Time and autumn
My mom and I went hiking yesterday to Snow Lake near Snoqualamie Pass. Sylvia was there in the last wildflowers of summer.
Sylvia was born in August and it is now September. Which means I could now say my daughter died last month. Fall is rolling in, my favorite season, but she was born more in the summer. So she died in a different season. My birthday is coming up, but she died when I was 29, not 30. Time is moving on even though I feel completely paralyzed, trying to hold on to the ‘nearness’ of her being here…last month, last season, last year. Time is different now for us. It moves painfully, shockingly slow. I have never seen a new mom post pictures with a caption of, ‘Wow my baby is 3 months old! This has been the longest 3 months of my life! Time has just drug by!’ It is usually the complete opposite with begs and pleads for time to slow down and their baby to stay a baby forever, to stop growing and to preserve moments. Time flies for them. I always get the idea that if you ask a mom about the concept of time in relation to their growing children, their answer would be relating it to a fast forward, but only in hind sight. One day they look at their toddler…and realize they have a toddler.

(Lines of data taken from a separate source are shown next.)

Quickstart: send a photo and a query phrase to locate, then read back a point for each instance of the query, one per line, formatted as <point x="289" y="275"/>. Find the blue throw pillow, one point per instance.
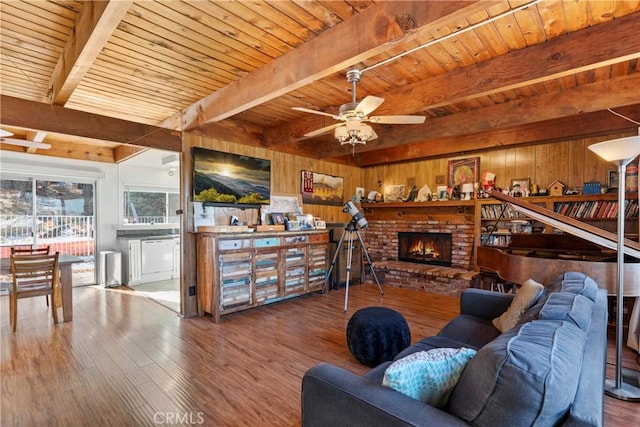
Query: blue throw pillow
<point x="428" y="376"/>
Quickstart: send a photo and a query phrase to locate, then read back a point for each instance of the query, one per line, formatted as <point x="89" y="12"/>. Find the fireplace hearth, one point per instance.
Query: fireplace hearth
<point x="425" y="248"/>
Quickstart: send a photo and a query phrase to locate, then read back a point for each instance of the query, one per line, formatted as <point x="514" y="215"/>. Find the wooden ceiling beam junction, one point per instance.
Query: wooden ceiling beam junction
<point x="52" y="118"/>
<point x="364" y="35"/>
<point x="95" y="23"/>
<point x="595" y="47"/>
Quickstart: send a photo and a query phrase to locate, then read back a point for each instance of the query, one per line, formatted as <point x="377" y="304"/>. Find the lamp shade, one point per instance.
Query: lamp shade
<point x="467" y="187"/>
<point x="618" y="149"/>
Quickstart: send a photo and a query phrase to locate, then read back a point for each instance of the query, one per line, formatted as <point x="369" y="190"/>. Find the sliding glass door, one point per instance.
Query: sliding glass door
<point x="43" y="212"/>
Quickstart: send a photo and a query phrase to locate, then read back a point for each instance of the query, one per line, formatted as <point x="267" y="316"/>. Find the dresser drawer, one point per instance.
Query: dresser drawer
<point x="266" y="242"/>
<point x="231" y="244"/>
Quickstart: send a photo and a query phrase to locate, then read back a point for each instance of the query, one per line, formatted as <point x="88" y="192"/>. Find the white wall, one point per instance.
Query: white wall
<point x="109" y="180"/>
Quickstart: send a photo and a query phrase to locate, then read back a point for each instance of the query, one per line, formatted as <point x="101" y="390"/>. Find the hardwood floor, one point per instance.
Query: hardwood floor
<point x="126" y="360"/>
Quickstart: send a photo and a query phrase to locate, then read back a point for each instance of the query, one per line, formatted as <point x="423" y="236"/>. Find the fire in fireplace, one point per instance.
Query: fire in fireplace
<point x="425" y="248"/>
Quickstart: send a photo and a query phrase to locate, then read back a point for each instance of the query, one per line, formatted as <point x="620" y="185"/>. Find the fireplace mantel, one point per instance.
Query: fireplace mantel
<point x="411" y="211"/>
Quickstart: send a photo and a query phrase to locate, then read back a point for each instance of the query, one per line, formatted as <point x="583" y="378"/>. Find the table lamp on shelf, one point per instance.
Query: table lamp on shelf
<point x="621" y="152"/>
<point x="467" y="190"/>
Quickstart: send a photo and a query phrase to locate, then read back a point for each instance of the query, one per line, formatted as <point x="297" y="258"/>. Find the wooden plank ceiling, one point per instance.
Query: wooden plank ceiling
<point x="104" y="78"/>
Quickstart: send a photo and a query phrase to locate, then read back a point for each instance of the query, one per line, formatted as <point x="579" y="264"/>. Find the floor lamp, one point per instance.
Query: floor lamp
<point x="621" y="152"/>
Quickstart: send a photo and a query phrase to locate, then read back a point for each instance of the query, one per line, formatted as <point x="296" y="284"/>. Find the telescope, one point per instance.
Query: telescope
<point x="357" y="220"/>
<point x="356" y="217"/>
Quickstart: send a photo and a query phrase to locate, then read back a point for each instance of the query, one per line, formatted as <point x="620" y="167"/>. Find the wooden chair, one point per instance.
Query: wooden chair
<point x="33" y="275"/>
<point x="30" y="250"/>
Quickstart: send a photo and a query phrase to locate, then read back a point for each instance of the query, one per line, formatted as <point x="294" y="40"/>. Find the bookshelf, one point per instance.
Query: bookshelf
<point x="598" y="210"/>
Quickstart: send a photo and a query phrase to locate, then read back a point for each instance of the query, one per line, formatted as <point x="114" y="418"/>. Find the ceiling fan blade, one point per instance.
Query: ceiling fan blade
<point x="398" y="120"/>
<point x="25" y="143"/>
<point x="374" y="135"/>
<point x="368" y="104"/>
<point x="323" y="130"/>
<point x="307" y="110"/>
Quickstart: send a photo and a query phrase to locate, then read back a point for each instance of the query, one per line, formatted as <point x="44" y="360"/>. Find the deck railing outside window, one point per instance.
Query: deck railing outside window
<point x="72" y="234"/>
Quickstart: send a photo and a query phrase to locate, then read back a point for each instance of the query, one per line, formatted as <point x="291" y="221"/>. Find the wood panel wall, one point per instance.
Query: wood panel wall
<point x="571" y="162"/>
<point x="286" y="178"/>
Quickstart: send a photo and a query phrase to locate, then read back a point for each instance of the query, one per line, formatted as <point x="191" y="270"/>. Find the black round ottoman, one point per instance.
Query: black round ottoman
<point x="377" y="334"/>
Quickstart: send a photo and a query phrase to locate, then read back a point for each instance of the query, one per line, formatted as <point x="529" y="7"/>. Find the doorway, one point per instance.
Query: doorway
<point x="55" y="213"/>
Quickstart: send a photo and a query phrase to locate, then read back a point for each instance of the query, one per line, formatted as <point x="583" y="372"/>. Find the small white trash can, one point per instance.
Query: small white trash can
<point x="110" y="268"/>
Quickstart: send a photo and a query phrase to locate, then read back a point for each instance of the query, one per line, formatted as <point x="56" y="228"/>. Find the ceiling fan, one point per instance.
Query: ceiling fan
<point x="5" y="138"/>
<point x="353" y="116"/>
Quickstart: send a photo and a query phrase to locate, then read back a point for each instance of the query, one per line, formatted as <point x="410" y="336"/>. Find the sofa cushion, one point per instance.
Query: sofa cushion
<point x="568" y="306"/>
<point x="473" y="331"/>
<point x="579" y="283"/>
<point x="428" y="376"/>
<point x="527" y="376"/>
<point x="525" y="297"/>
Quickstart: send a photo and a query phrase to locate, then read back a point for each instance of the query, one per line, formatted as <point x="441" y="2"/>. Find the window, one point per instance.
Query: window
<point x="150" y="206"/>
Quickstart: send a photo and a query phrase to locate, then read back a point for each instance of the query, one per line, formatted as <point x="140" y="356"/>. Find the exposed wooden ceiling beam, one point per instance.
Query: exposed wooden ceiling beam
<point x="598" y="46"/>
<point x="35" y="136"/>
<point x="581" y="126"/>
<point x="95" y="23"/>
<point x="126" y="152"/>
<point x="73" y="151"/>
<point x="53" y="118"/>
<point x="620" y="92"/>
<point x="364" y="35"/>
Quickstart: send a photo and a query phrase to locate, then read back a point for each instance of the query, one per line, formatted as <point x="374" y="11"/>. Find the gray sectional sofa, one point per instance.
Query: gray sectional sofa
<point x="547" y="370"/>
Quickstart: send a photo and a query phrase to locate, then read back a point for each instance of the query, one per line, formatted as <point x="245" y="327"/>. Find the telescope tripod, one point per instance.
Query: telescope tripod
<point x="349" y="232"/>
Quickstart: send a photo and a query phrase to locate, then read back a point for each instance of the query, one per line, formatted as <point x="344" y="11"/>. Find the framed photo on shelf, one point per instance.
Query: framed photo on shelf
<point x="612" y="180"/>
<point x="277" y="218"/>
<point x="524" y="183"/>
<point x="464" y="171"/>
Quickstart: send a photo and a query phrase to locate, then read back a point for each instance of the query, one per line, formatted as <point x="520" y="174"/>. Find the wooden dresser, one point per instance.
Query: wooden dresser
<point x="238" y="271"/>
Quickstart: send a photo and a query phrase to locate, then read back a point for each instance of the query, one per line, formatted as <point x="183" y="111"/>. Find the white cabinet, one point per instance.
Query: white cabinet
<point x="132" y="262"/>
<point x="176" y="258"/>
<point x="150" y="259"/>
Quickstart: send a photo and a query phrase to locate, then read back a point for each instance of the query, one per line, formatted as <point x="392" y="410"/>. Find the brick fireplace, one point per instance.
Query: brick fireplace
<point x="425" y="248"/>
<point x="387" y="222"/>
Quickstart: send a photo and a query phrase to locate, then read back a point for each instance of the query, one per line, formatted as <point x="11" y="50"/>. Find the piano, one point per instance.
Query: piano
<point x="543" y="257"/>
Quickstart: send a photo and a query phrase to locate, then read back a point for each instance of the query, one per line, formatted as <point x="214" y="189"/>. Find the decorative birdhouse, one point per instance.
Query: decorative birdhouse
<point x="556" y="188"/>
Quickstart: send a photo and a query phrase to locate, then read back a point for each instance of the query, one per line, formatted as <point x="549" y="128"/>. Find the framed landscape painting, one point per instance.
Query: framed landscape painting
<point x="321" y="189"/>
<point x="463" y="171"/>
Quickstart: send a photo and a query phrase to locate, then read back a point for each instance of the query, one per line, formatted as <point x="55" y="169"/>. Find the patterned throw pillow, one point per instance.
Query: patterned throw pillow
<point x="525" y="297"/>
<point x="428" y="376"/>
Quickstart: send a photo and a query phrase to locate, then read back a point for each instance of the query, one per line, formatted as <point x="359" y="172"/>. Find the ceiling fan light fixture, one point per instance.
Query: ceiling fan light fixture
<point x="366" y="132"/>
<point x="341" y="134"/>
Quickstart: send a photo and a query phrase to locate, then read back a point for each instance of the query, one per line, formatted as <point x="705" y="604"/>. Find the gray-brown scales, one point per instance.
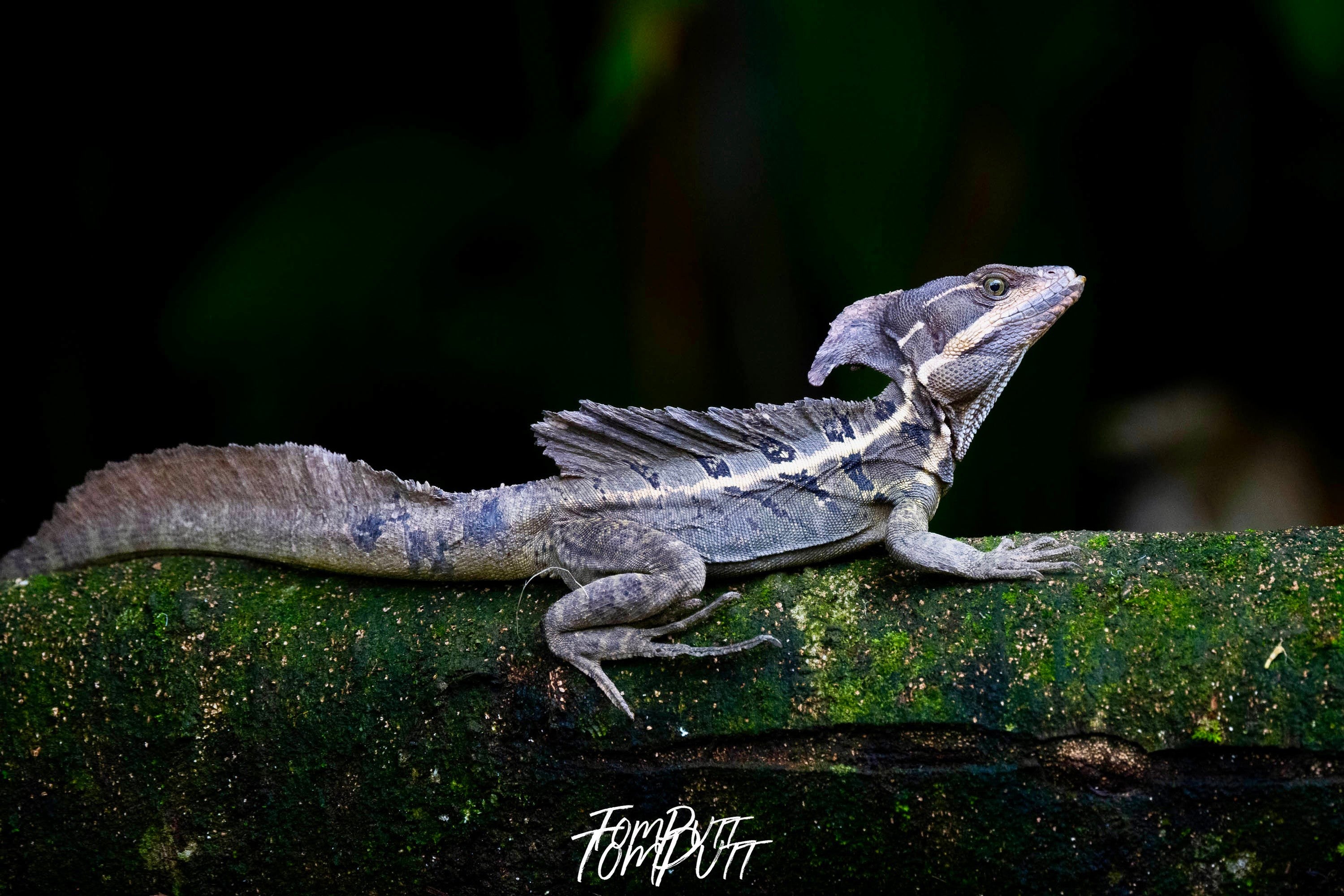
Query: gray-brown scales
<point x="648" y="502"/>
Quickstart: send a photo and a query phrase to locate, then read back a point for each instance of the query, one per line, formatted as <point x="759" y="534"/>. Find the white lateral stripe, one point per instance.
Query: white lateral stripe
<point x="745" y="481"/>
<point x="949" y="292"/>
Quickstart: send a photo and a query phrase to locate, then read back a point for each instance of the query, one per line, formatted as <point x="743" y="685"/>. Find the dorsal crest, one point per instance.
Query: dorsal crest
<point x="600" y="438"/>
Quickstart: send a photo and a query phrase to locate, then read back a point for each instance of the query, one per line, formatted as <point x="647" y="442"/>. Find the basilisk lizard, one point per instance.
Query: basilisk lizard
<point x="648" y="502"/>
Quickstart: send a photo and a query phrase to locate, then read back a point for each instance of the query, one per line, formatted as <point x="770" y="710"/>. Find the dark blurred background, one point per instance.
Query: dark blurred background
<point x="402" y="238"/>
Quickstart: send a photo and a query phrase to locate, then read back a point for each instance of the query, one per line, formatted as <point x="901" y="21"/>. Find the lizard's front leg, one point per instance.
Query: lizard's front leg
<point x="912" y="543"/>
<point x="627" y="573"/>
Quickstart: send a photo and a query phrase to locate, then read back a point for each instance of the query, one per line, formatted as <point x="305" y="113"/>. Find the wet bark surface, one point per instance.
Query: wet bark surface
<point x="217" y="726"/>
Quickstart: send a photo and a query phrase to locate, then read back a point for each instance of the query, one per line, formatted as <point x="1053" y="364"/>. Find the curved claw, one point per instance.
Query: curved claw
<point x="1033" y="561"/>
<point x="588" y="648"/>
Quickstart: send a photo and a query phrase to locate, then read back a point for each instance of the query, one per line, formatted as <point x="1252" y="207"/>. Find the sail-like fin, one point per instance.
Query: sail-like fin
<point x="600" y="438"/>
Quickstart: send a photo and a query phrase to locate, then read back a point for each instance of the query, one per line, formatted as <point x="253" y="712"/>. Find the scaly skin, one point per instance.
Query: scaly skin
<point x="648" y="502"/>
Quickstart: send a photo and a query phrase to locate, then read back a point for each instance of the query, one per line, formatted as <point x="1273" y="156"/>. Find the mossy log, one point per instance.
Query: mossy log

Our time is slow. My days drag, weeks take forever and this five weeks has been the longest of my life. It’s only been five weeks. I keep having to remind myself. Five weeks. Five weeks. Five. Weeks. I mentioned in an earlier post that I related our lives after Sylvia’s death to being diagnosed with a terminal illness. This terminal illness, however, allows you to live as long as you normally would, but everything you do, for every second of your day, you will be thinking about it, you will be consumed by it, you will grieve about it, you will fear it, you will have flash backs that debilitate you and you will feel an emptiness that is unimaginable. You can function, but only on a level that the chaos and sadness that is constantly pounding in your head allows. But! You also will remember the happiness, cling to the memories and pray you can find joy again. Your lows are to a depth that only those with the same diagnosis can relate and your highs will never be as high, or not without pangs of sadness. But this disease won’t kill you, it just is there, exhausting you mentally, physically and emotionally. Every, single, second until you die, just as you normally would have, except you are not the same.
That is the closest I can come in a feeble writing attempt to create an analogy of life after your child dies.
I have come up with lots of analogies, attempts at an explanation of my thoughts and emotions that I thought originally were to help others understand. I realize now that these comparisons, metaphors and phrases are really just to try and help my very analytical brain understand what still seems totally and completely unreal. I keep talking and stumbling and processing and crumbling and writing and crying to create some connection in my head that this is my life, for the rest of my life. It has been five weeks. I will live the rest of my life like this. As I have quoted before, this pain is not a burden. Perhaps hourly I thank Sylvia for her life, her love and her legacy. We are so thankful, grateful and honored to be her parents.
It’s fall now, little girl. You would have loved it.